Alabama Chief Justice Roy Moore

Federal prosecutors say Alabama’s probate judges should continue issuing same sex marriage licenses, despite the actions of the state’s chief justice. APR’s Pat Duggins spoke to one group that thinks Roy Moore should be kicked out of office, again.

The Southern Poverty Law Center filed a complaint against Roy Moore with the state’s Judicial Ethics Panel. This comes after Moore suggested that probate judges defy the U.S. Supreme Court’s decision legalizing same sex marriage.

SPLC President Richard Cohen says Moore’s current actions hearken back to when he was kicked out of office in 2003 for refusing to take down the Ten Commandments from Alabama’s Supreme Court building.

“It’s clear that he at least encouraged them to violate a court order, and I think that’s at least as bad as his outright defiance back in 2003. And, I certainly think the court of the judiciary should remove him from office.”

Some county judges are refusing to issue same-sex marriage licenses altogether. Judge Moore told the Associated Press a state Supreme Court ban on same sex unions is still in place.

Alabama has become the second state in the U.S. to sue the federal government over refugee resettlement. Alabama is accusing the Obama administration of failing to consult with states on placement of those who have fled their home countries.

Gov. Robert Bentley spokeswoman Jennifer Ardis says the lawsuit was filed yesterday.

Bentley is one of several Republican governors who opposed the settlement of Syrian refugees in their states after the Nov. 13 Paris attacks. The lawsuit doesn't specifically address Syrian refugees, but it follows the lead of Texas, which sued last month to try to block six Syrian refugees from settling in Dallas.

The Alabama lawsuit says the federal government hasn't followed part of the Refugee Act of 1980, which says the federal government "shall consult regularly" with states on refugee placement.

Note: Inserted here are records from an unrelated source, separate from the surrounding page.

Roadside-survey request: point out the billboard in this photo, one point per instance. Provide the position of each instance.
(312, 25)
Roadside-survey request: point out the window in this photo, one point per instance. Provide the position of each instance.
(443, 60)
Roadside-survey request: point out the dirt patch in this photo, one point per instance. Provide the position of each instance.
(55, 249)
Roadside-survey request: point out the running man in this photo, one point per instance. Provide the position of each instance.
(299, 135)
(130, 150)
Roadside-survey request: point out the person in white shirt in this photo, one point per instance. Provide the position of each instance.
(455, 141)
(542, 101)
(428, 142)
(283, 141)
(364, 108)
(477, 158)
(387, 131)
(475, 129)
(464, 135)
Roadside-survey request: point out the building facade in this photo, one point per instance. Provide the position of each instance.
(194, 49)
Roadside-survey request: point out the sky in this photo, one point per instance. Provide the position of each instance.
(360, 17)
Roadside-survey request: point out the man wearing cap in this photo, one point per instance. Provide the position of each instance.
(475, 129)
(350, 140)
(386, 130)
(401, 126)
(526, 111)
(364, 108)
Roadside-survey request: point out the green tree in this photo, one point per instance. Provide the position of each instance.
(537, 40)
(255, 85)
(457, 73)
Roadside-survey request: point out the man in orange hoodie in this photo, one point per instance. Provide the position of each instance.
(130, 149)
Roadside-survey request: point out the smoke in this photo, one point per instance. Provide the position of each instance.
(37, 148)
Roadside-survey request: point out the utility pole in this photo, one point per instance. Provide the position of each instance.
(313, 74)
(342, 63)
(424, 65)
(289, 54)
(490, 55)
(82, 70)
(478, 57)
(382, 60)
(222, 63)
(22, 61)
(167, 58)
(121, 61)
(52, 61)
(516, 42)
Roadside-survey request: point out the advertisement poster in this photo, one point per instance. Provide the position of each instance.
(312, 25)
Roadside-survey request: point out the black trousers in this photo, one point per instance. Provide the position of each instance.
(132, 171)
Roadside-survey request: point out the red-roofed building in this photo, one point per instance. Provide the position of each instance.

The federal government controls resettlement programs. Experts have said states have no authority to ban refugees from entering.

Mardi Gras is more than a month away, but Dauphin Island is getting a head start on the season this weekend.

The south Alabama island will host its 22nd annual Krewe de la Dauphine Mardi Gras parade tomorrow afternoon. The theme for this year's parade is Broadway Nights, with floats fashioned after Broadway plays.

Jeff Collier is the mayor of Dauphin Island and the grand marshal of this year's parade. He says there's something for everyone on the island.

“It's just a great time. We encourage folks to get here early, there's always a big crowd. Find 'em a good parking spot and enjoy the day. While they're coming for the parade, we encourage them to come early and stay late. There's lots of other stuff to do on the island, and we encourage them to do that.”

The parade will begin at 1 PM tomorrow and will stretch from the Dauphin Island Sea Lab to Dauphin Island Elementary School.